Earlier this month, The Women’s Nonprofit Leadership Initiative (WNLI) and the Nonprofit Center at La Salle University, in collaboration with La Salle University, hosted a reception to officially release the report, “The Gender Gap in Nonprofit Boardrooms: The 2019 Census of Women Board Members of the 50 Largest Medical and Educational Institutions in Greater Philadelphia” to preview the major findings and host a discussion of recommendations at The Law Offices of Montgomery McCracken, Walker and Rhoads in Philadelphia. 

This is the first in-depth report and analysis of gender diversity on the boards of the region’s largest nonprofit institutions, namely universities and health systems. Villanova was one of the many schools surveyed, and the report details how the University compares to similar institutions in the area.
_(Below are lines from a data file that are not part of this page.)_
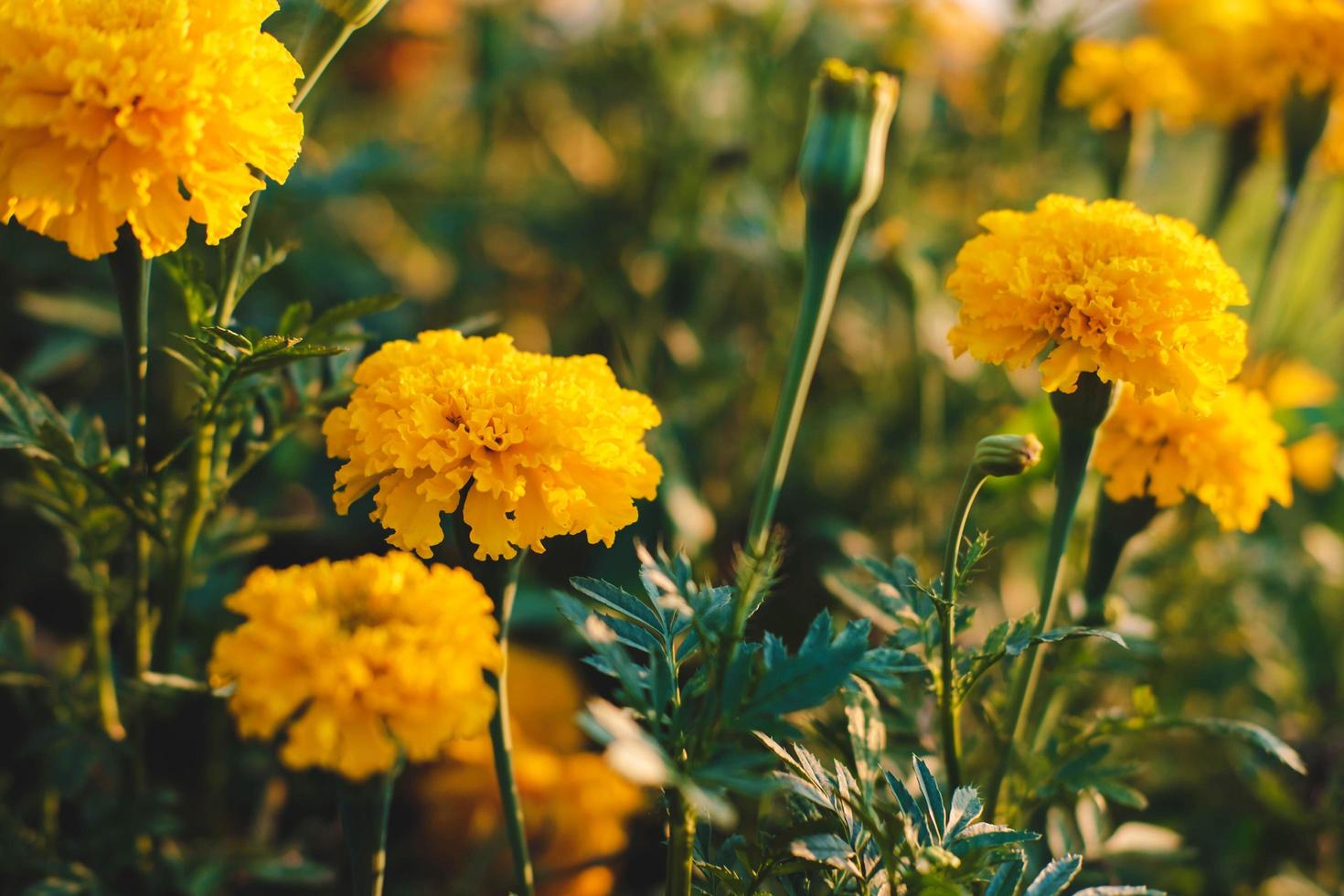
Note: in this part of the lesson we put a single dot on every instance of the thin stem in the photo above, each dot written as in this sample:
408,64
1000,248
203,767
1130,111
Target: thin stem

The report serves as a joint project of La Salle University, The Nonprofit Center at La Salle University’s School of Business and The Women’s Nonprofit Leadership Initiative. 

Although women are more heavily enrolled in the Philadelphia region’s educational institutions and over-represented in the workforce of its healthcare institutions, women are underrepresented in the boardrooms of those institutions, according to this in-depth analysis of gender diversity on the boards of the region’s 50 largest nonprofit medical and educational institutions. 

The 50 institutions that were studied are among the largest Philadelphia area organizations and, the report states, “play an outsize role in this region,” with revenues and employees exceeding those of many for-profits whose boards have received far greater scrutiny. Women of color are particularly underrepresented, the report finds.

Of the 35 names listed by the University as current Board of Trustee members, only eight are women, accounting for 23 percent of the total composite. Mary Naylor, Board Secretary, holds one of the three Board leadership positions. Only five board members are people of color, accounting for a mere 14 percent. University bylaws additionally require that nine members of the Board must be Augustinians. The University looks to recruit members to the Board from various industries, from technology to facilities to finance, and with a plethora of knowledge in different areas of expertise. 

In comparison to the student body, according to the Common Data Set from the Fall of 2018 at the University, 75 percent of students on campus identify as white, non-Hispanic. Last year’s numbers also reported women to compose 46.8 percent of the total, full-time undergraduate population, while men made up 53 percent. 

“Identifying and recruiting women to serve on the Board of Trustees continues to be a priority for Villanova,” the University said in a statement. “Over the last decade, we have made strides in increasing the representation of women on the Board. Our numbers track with the higher education industry as a whole, but as a University, we know we must—and can—do better.”

According to the research, conducted in 2018 and reviewed in early 2019 by La Salle, on average women comprised only 28 percent of the healthcare boards and 33 percent of the higher education boards, with the medical institutions falling below the minimum 30 percent goal set by the Pennsylvania House of Representatives and used by a number of national organizations.

Additionally, 13 of the area’s 25 largest healthcare institutions had fewer than 30 percent of women on their boards. Of these institutions, five had fewer than 20 percent women. 14 of the area’s largest higher educational institutions had boards with fewer than 30 percent of women, and of these, eight had fewer than 20 percent women.

Only four of the 25 higher educational institutions reached or exceeded 50 percent of women on their boards, and all of these were historically women’s institutions, namely Bryn Mawr College, Immaculata University, Cabrini College and Arcadia University. Only 1 of the 25 healthcare institutions reached or exceeded parity of women on their boards. This was Doylestown Hospital, also founded by a women’s organization.

The report indicates that of the 50 medical and education institutions studied, only 11 had women board chairs (six in medical institutions and five in educational institutions). This situation arose most often when a significant number of women served on the board itself. The institutional boards averaged 13 percent people of color, the majority of whom were males.

 “To anyone who believes in the power of women as leaders and the advantages that a diverse group of minds can bring to solving any problem, the data here are sobering,” said Dr. Colleen Hanycz, president of La Salle University. She called upon her “fellow presidents and CEOs, along with the regional board leaders in the health and higher educational sectors” to look at the data and ask themselves what they could do to “ensure a more representative approach to answering the big questions of the day.”

Speaking for the members of the Women’s Nonprofit Leadership Initiative, Carolyn Adams, Former Dean of the College of Liberal Arts and President of the Faculty Senate at Temple University, said, “We call on stakeholders – those who have an interest in or are affected by the decisions of these institutions – to pay attention to the make-up of these boards, and, where necessary, to use their collective power and influence to encourage change.”